Grußwort der evangelischen Landeskirchen und der katholischen Bistümer in NRW zum Ramadan
Sehr geehrte, liebe muslimische Gläubige!
Wer Ihnen begegnet, darf erleben, welche große Bedeutung Geduld und Gottvertrauen im Islam besitzen. Das sind gute Gaben – für alle. Wo Menschen sie besitzen, strahlen sie leise und beständig in ihr soziales Umfeld aus: hier die Arbeitskollegin, die trotz der Belastungen und Gefährdungen der Pandemie ruhig und gefasst ihren Dienst tut; dort der Freund, der einen schweren Verlust erlitten hat, aber nicht verbittert ist, obwohl er allen Grund dazu hätte.
In der Krise können Geduld und Gottvertrauen den Unterschied machen. Sie bewahren uns vor Resignation einerseits und kopflosem Handeln andererseits, denn sie sind eng verbunden mit einer weiteren wichtigen Gabe – der Hoffnung. Sinnvolles Handeln in der Krise braucht den Funken der Hoffnung, der aus Gottvertrauen und Geduld wächst. Wir sehen es in der Coronakrise, aber auch in der Klimakrise. Beide Krisen können uns in ihrer globalen Dimension mut- und ratlos machen. Die Klimakrise legt schonungslos offen, welchen Mangel an Gerechtigkeit und Solidarität wir in unserer Welt zulassen. Die ärmeren Länder des Südens erfahren schon heute Dürren und Überflutungen. Wetterextreme verursachen lokale Konflikte und veranlassen Menschen zur Flucht. In den reichen Ländern jedoch glaubte man lange Zeit, die Augen vor der Klimakrise verschließen zu können: Es ist unsere maßlose Lebensweise, die den Armen und den kommenden Generationen ihre Zukunft stiehlt.
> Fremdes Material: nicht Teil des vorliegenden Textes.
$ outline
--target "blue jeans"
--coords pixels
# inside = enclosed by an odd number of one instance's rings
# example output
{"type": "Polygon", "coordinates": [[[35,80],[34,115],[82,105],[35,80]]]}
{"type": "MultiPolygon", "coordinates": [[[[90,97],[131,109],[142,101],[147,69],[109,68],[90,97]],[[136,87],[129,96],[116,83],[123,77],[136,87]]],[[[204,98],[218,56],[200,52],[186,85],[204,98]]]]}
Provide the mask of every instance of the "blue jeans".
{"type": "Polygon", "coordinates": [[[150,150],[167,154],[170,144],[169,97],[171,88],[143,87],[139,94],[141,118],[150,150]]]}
Klima- wie Coronakrise fordern uns umfassend heraus. Nun sehen wir uns zudem durch den Angriff Russlands auf die Ukraine einem Krieg gegenüber. Das Leid, das er über Menschen bringt, ist nicht zu ermessen. Kein Mensch kann dem allen alleine entgegentreten. Wir müssen darauf vertrauen und darauf hoffen, dass es uns als Menschheit mit Gottes Hilfe gelingt, die erforderlichen Schritte zu erkennen und zu tun. Ohne Geduld und Vertrauen in Gott und unsere Mitmenschen fehlt uns die Hoffnung. Ohne Hoffnung und ohne Nächstenliebe werden wir es nicht wagen, diese komplexen Herausforderungen anzugehen. Geduld, Gottesvertrauen und die Liebe zum Nächsten nähren die Hoffnung. Die Hoffnung aber macht uns stark in unserem Engagement für Frieden, Gerechtigkeit und Bewahrung der Schöpfung. Krieg und Ungerechtigkeit, Dürre und Überflutungen, Krankheit und Hunger werden nicht das letzte Wort haben.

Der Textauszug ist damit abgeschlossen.